Donnant corps à la coupure signifiante, la bouteille de Klein subvertit la problématique du rapport à l’objet, car dans la privation primordiale de l’identification par l’incorporation, ne se manifeste pas un pur creux, mais un résidu que Lacan appelle l’objet petit a et qui « modifie, incline, infléchit, toute l’économie possible d’un rapport libidinal à l’objet, d’un choix quelconque qualifié d’objectal [5] ». Disons que l’identification primordiale au père constitue le corps libidinal, irréductible à l’image ainsi qu’à l’ordre symbolique. Alors quels qu’ils soient les fantasmes contemporains des corps, traversés par les expériences subjectives, toujours hétérogènes, la psychanalyse s’oriente d’un corps qui « Un-carne » le reste. De ce fait, le corps est transversal à ce qui s’établit comme rapport à l’objet : le rapport au monde, ainsi qu’à soi-même.

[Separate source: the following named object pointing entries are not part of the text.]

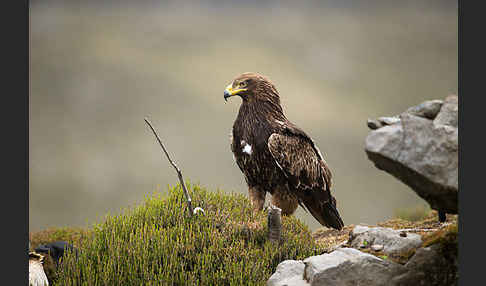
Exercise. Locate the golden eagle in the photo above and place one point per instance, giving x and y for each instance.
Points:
(276, 156)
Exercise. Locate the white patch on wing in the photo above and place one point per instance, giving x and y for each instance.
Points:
(281, 168)
(247, 149)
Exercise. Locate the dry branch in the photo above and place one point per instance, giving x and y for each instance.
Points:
(179, 173)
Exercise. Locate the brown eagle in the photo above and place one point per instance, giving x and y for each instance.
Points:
(276, 156)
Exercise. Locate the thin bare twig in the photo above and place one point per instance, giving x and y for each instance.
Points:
(179, 173)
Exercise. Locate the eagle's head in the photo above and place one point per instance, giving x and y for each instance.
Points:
(252, 87)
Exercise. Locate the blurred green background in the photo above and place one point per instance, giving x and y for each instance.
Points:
(96, 70)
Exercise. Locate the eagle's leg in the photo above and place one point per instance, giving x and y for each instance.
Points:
(257, 198)
(286, 201)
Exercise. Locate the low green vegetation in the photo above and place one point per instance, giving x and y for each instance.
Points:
(157, 243)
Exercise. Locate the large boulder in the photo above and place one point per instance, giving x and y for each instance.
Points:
(420, 148)
(344, 266)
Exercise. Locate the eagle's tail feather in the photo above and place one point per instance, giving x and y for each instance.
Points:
(324, 210)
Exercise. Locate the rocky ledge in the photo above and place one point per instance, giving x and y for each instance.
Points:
(396, 252)
(420, 147)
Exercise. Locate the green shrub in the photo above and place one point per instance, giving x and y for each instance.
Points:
(157, 243)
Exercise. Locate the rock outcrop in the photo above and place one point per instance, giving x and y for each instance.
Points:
(434, 264)
(420, 148)
(391, 242)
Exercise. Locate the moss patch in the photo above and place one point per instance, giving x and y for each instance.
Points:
(156, 243)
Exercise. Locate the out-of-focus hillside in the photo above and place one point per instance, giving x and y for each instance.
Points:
(97, 70)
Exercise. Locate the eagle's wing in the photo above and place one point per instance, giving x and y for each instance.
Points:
(307, 173)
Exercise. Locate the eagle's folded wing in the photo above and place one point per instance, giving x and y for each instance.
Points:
(308, 176)
(300, 161)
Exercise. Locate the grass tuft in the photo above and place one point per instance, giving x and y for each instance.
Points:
(156, 243)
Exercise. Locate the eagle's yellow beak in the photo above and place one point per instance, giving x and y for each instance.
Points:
(229, 91)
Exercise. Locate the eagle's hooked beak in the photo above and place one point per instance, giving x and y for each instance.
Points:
(229, 91)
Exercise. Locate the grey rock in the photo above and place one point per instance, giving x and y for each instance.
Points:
(428, 109)
(374, 124)
(348, 266)
(377, 247)
(391, 241)
(288, 272)
(449, 112)
(430, 266)
(389, 120)
(422, 153)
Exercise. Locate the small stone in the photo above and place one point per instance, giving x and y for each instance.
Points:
(377, 247)
(389, 120)
(428, 109)
(391, 240)
(373, 124)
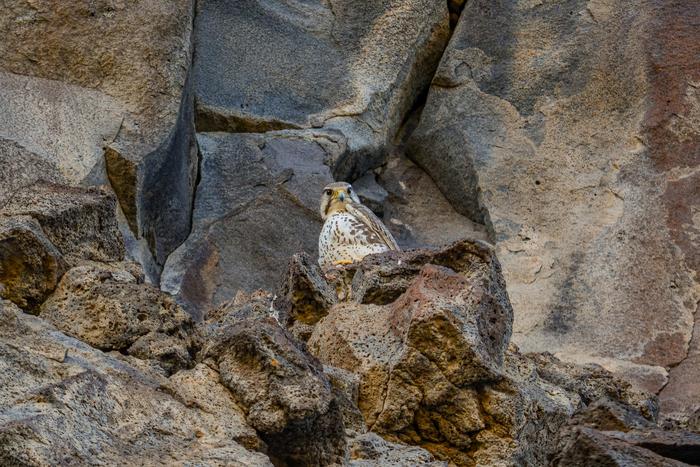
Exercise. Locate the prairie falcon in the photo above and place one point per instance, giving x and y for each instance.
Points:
(351, 231)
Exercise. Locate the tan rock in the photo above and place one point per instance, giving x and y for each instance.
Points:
(30, 265)
(79, 222)
(555, 126)
(64, 401)
(109, 308)
(280, 387)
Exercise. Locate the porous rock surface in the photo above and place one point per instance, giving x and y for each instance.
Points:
(194, 137)
(571, 130)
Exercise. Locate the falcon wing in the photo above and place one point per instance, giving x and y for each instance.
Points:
(367, 217)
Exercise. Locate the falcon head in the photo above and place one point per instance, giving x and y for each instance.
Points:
(335, 197)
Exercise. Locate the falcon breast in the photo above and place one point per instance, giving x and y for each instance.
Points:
(351, 231)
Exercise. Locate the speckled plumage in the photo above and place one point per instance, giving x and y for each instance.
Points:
(351, 230)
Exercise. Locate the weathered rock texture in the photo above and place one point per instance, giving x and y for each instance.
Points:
(256, 204)
(281, 387)
(469, 400)
(571, 130)
(197, 136)
(351, 66)
(62, 401)
(110, 308)
(46, 228)
(79, 79)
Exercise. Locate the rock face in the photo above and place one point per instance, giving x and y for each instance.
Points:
(79, 222)
(108, 75)
(62, 401)
(470, 400)
(563, 127)
(161, 163)
(44, 229)
(256, 204)
(111, 309)
(349, 66)
(30, 266)
(282, 388)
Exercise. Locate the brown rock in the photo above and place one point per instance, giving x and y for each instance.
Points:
(568, 130)
(370, 450)
(304, 297)
(62, 401)
(79, 222)
(410, 389)
(30, 266)
(107, 307)
(281, 388)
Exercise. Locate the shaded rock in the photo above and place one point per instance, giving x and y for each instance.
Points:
(79, 222)
(20, 167)
(559, 126)
(416, 212)
(354, 67)
(107, 307)
(586, 446)
(64, 126)
(680, 404)
(593, 383)
(371, 450)
(199, 387)
(30, 266)
(609, 415)
(117, 74)
(62, 401)
(410, 389)
(256, 205)
(371, 193)
(529, 410)
(304, 297)
(380, 279)
(280, 387)
(346, 390)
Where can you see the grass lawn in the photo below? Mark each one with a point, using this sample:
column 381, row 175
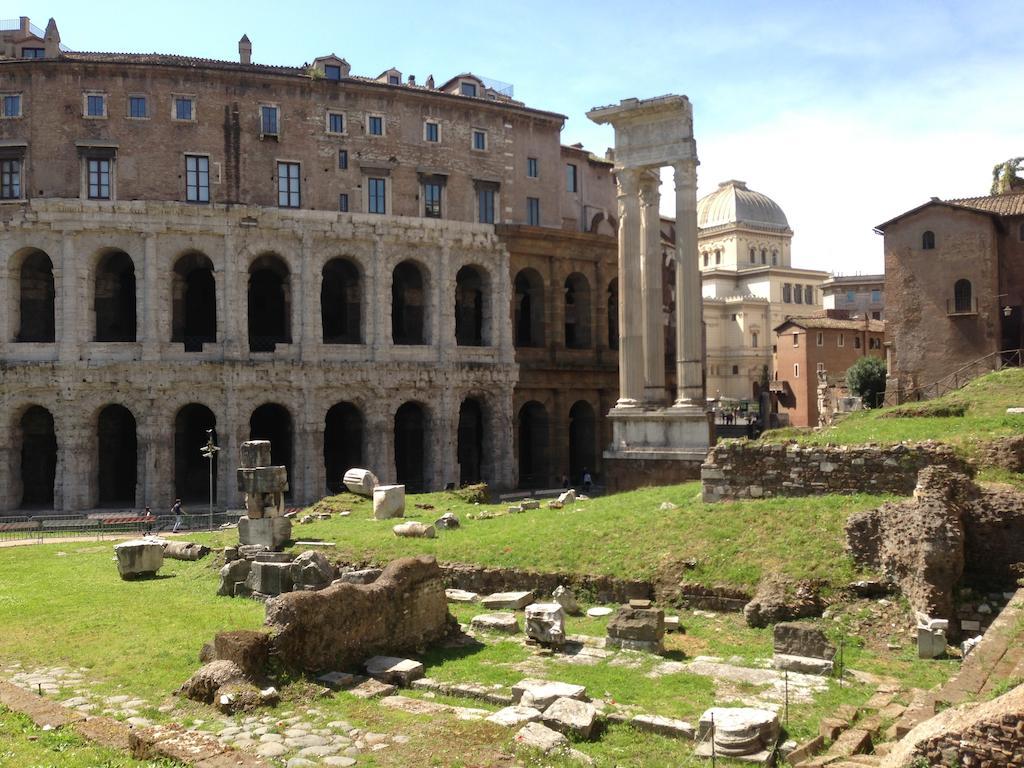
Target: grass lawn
column 982, row 403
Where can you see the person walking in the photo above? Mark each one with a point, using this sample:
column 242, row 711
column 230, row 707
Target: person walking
column 178, row 515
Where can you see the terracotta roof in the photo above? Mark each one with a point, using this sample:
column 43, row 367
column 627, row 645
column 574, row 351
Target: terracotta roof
column 835, row 323
column 1005, row 205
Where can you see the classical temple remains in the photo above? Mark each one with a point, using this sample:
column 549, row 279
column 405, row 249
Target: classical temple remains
column 652, row 440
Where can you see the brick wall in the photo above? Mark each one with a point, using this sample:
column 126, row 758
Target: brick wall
column 750, row 470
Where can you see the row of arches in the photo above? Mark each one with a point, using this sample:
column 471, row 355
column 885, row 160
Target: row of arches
column 344, row 433
column 194, row 302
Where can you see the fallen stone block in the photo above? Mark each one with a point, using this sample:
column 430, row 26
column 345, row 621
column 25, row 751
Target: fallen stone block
column 413, row 529
column 506, row 623
column 360, row 481
column 138, row 558
column 394, row 670
column 663, row 726
column 508, row 600
column 571, row 717
column 389, row 501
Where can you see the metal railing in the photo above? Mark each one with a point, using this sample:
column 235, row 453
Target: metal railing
column 958, row 378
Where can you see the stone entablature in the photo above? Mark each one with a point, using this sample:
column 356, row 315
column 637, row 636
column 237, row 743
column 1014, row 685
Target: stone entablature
column 752, row 470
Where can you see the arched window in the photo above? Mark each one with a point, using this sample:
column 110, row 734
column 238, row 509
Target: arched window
column 962, row 296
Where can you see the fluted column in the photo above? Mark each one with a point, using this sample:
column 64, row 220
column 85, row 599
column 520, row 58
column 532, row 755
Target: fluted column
column 653, row 335
column 630, row 291
column 688, row 294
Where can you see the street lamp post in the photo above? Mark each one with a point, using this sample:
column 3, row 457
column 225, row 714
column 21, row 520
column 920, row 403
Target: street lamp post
column 209, row 452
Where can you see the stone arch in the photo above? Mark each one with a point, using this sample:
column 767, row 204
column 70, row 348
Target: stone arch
column 534, row 440
column 583, row 439
column 114, row 301
column 36, row 298
column 612, row 301
column 117, row 445
column 409, row 304
column 192, row 470
column 194, row 301
column 269, row 303
column 341, row 302
column 471, row 440
column 410, row 446
column 528, row 308
column 472, row 307
column 343, row 430
column 39, row 458
column 577, row 297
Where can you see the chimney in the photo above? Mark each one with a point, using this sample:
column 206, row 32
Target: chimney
column 51, row 40
column 245, row 50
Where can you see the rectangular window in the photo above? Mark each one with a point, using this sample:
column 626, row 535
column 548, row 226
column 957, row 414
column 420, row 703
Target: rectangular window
column 137, row 108
column 12, row 104
column 432, row 200
column 268, row 121
column 377, row 196
column 485, row 201
column 10, row 179
column 99, row 179
column 197, row 178
column 95, row 105
column 288, row 185
column 184, row 108
column 534, row 211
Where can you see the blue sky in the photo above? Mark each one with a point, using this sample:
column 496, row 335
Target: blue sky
column 846, row 114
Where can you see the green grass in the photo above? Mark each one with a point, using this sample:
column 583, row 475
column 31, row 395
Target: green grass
column 627, row 536
column 23, row 744
column 983, row 402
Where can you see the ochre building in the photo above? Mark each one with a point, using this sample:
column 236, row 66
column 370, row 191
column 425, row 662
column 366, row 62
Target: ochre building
column 337, row 263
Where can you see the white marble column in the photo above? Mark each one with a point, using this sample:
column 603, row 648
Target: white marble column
column 630, row 290
column 653, row 334
column 688, row 294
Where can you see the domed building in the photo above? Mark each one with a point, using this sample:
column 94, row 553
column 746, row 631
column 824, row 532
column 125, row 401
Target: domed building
column 750, row 286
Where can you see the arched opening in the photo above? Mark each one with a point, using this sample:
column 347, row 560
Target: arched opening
column 117, row 444
column 194, row 302
column 340, row 303
column 410, row 433
column 470, row 450
column 269, row 304
column 192, row 470
column 36, row 299
column 39, row 458
column 408, row 304
column 613, row 313
column 583, row 439
column 115, row 297
column 962, row 296
column 469, row 307
column 272, row 422
column 342, row 443
column 577, row 311
column 528, row 309
column 534, row 469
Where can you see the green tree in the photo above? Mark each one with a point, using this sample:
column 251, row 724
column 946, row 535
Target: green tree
column 866, row 378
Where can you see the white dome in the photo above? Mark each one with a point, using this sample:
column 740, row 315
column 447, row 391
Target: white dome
column 732, row 203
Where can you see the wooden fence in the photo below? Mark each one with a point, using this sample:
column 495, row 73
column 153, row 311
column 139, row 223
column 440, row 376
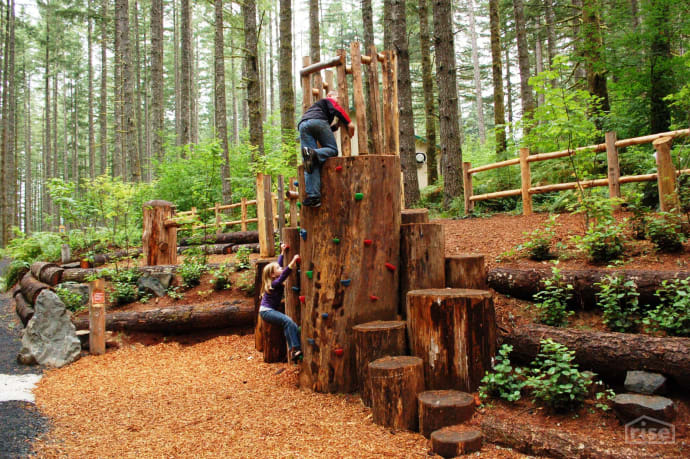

[1] Lacan J., « Joyce le symptôme » (1979), Autres écrits, Paris, Seuil, 2001, p. 565.
[2] Ibid.
[3] Cf. Freud S., Psychologie des foules et analyse du moi, Paris, Payot & Rivages, 2012, p. 67-75.
[4] Lacan J., Le Séminaire, livre XII, Problèmes cruciaux, texte établi par J.-A. Miller, Paris, Seuil & Le Champ Freudien, 2025, p. 177-178.
[5] Ibid., p. 187.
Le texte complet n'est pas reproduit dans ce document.